What all of these different combat format options provide is a way for you to end combat in a failure, but not by killing all the players involved. You see this thought process in the way skill challenges are developed now. Those challenges provide the players with the pass to success, which, when achieved, grants the players a cleaner path to success in a particular adventure path, but failure does not mean the end of all things for the PC's. If you use these type of combat encounters, rather than the simple Kill or Be Killed Deathmatch style combats, you have the option of making failure much more interesting and having the results of failure mean that you end up with interesting roleplay encounters and more varied encounters to come. I hope that you take these ideas and roll with them in your games. I know I will.


  1. I am totally on-board with this kind of adaptive encounter design. Have you tried doing anything like this in-game yet? What do you do about maps for "battles" that might span an entire city or an area larger than your typical flipmap?

  2. I am definitely gonna have to write up a few delves based on these situations! Thanks for the inspiration.

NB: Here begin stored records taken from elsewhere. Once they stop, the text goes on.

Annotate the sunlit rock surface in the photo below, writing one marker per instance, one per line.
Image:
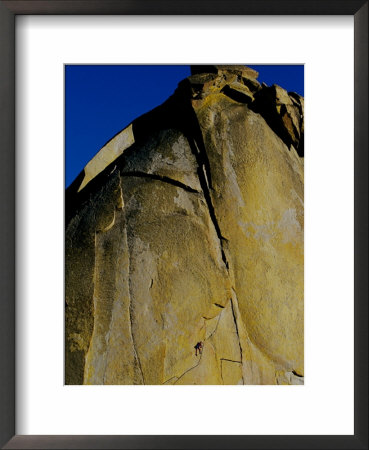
(188, 227)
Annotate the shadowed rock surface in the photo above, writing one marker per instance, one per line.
(187, 227)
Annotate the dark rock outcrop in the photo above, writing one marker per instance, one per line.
(187, 227)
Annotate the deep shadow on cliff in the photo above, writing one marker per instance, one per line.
(192, 233)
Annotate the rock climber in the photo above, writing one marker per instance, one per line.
(198, 348)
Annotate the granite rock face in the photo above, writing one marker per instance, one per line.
(187, 227)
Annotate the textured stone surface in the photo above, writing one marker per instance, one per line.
(191, 231)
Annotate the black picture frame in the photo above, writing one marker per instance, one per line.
(8, 12)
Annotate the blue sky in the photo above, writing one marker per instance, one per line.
(101, 100)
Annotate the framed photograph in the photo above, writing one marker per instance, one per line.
(184, 224)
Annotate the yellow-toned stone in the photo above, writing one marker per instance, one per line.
(196, 235)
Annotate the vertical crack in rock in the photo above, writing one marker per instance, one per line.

  3. @Jon - Thanks for the enouraging feedback. I haven't yet tried out many of these encounter types. Most of the players in my current game, which is about to head towards session 4, are very new to D&D 4e and some are very new to the hobby as a whole, so I have been taking it slow and designing on the side. I will be going toward this style in their new upcoming arc where they have to head towards a bandit city and try and make it out alive.

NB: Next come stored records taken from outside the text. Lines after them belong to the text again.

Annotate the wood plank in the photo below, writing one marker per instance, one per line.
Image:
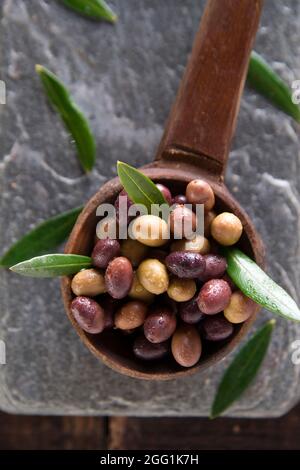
(200, 433)
(44, 432)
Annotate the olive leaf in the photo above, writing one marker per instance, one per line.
(94, 9)
(52, 265)
(139, 187)
(263, 79)
(42, 238)
(257, 285)
(243, 369)
(72, 116)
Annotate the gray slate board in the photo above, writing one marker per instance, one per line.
(125, 78)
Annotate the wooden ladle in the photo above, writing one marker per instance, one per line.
(195, 144)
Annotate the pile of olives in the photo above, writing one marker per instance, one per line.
(170, 295)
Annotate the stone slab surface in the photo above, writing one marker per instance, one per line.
(125, 77)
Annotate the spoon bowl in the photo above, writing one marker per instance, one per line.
(195, 144)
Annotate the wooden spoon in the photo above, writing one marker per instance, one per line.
(195, 144)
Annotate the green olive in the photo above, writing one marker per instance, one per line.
(198, 244)
(153, 276)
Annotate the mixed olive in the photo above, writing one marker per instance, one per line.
(170, 292)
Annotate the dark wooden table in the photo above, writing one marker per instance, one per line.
(36, 432)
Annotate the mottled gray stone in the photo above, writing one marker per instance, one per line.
(125, 77)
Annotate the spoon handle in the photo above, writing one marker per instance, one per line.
(203, 118)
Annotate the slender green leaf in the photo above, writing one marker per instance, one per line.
(264, 80)
(94, 9)
(44, 237)
(257, 285)
(139, 187)
(52, 265)
(72, 116)
(242, 370)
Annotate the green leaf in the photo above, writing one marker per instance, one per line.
(94, 9)
(139, 187)
(257, 285)
(72, 116)
(242, 370)
(52, 265)
(264, 80)
(44, 237)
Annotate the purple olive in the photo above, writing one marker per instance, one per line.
(104, 251)
(88, 314)
(147, 351)
(214, 296)
(179, 199)
(119, 277)
(216, 328)
(159, 325)
(215, 267)
(109, 306)
(185, 264)
(189, 311)
(165, 192)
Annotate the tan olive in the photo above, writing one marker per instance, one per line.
(153, 276)
(150, 230)
(198, 244)
(181, 290)
(131, 315)
(182, 222)
(226, 228)
(208, 218)
(186, 345)
(139, 292)
(200, 192)
(89, 282)
(239, 308)
(134, 251)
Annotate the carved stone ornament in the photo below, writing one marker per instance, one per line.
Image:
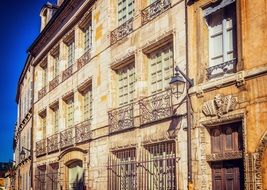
(219, 105)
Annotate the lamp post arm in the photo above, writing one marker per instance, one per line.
(26, 149)
(190, 81)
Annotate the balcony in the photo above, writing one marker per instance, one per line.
(154, 10)
(67, 73)
(82, 132)
(42, 93)
(121, 118)
(54, 83)
(84, 59)
(155, 107)
(221, 69)
(52, 143)
(40, 148)
(122, 31)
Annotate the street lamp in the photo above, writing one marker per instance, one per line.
(178, 83)
(23, 153)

    With regard to maps, I am not really sure how I would do it. One option, that I like to use a lot is with graph paper or a poster and a push pin used on a large bulletin board. By using the pins to represent the players, you minimize the scale a lot. You can use that method to have them travel around the city and then zoom in, using the battle map, or flip map to represent combat on a small level. But really, the city is just a big spread out dungeon. It doesn't have to be taken any different than that unless your city is something huge and complicated, like Sharn. If you are dealing with a standard sized city, it might be around the same size as some really large dungeons or sewer complexes in which case just run it like that. What I think you want to keep in mind though is that maybe you are not running these encounters over the entire city, but rather just in a district within a city; if you simplify this kind of encounter down to a battle area which is only 15% of a large town, it beomes much more manageable.

    @Sully - glad you liked it. I hope they serve you well.

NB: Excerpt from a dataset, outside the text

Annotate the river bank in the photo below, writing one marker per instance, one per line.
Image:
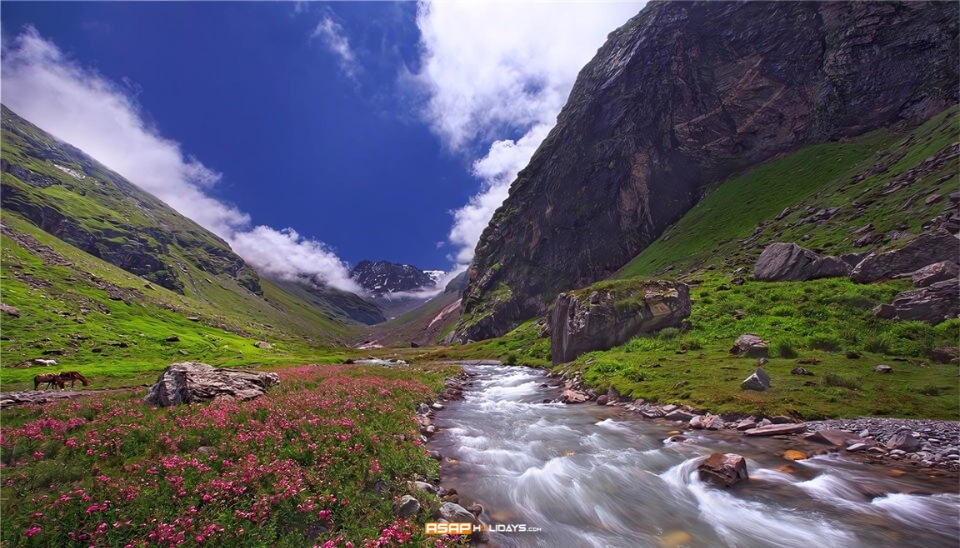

  4. That sounds like a ton of fun. Also like a good way to divide up a book full of encounters.

    By the way, you should enable name/url commenting on your blog - I rarely comment if I have to log in to something, and I know I'm not the only one.

  5. @demonillusionist - you are right. It might make for a very easy way to divide up encounters in a book or also categorize encounters in a delve style book.

    Not sure how to do that with the commenting system actually, but I would like to figure it out. If you know, send me an e-mail and educate me, otherwise, I am stuck exploring the net.

  6. @demonillusionist - ah! figured it out. That makes it easier I think. Just had to shift from registered users to anyone... easy enough. Thanks for bringing that option to my attention.

  7. I like the concept, with capture the flag and king of the hill striking me as the most interesting. But I suspect many traditional D&D players will be very traditional in the "kill everyone killable, burn everything burnable and loot everything lootable" mold and will resent and resist changing that style of play.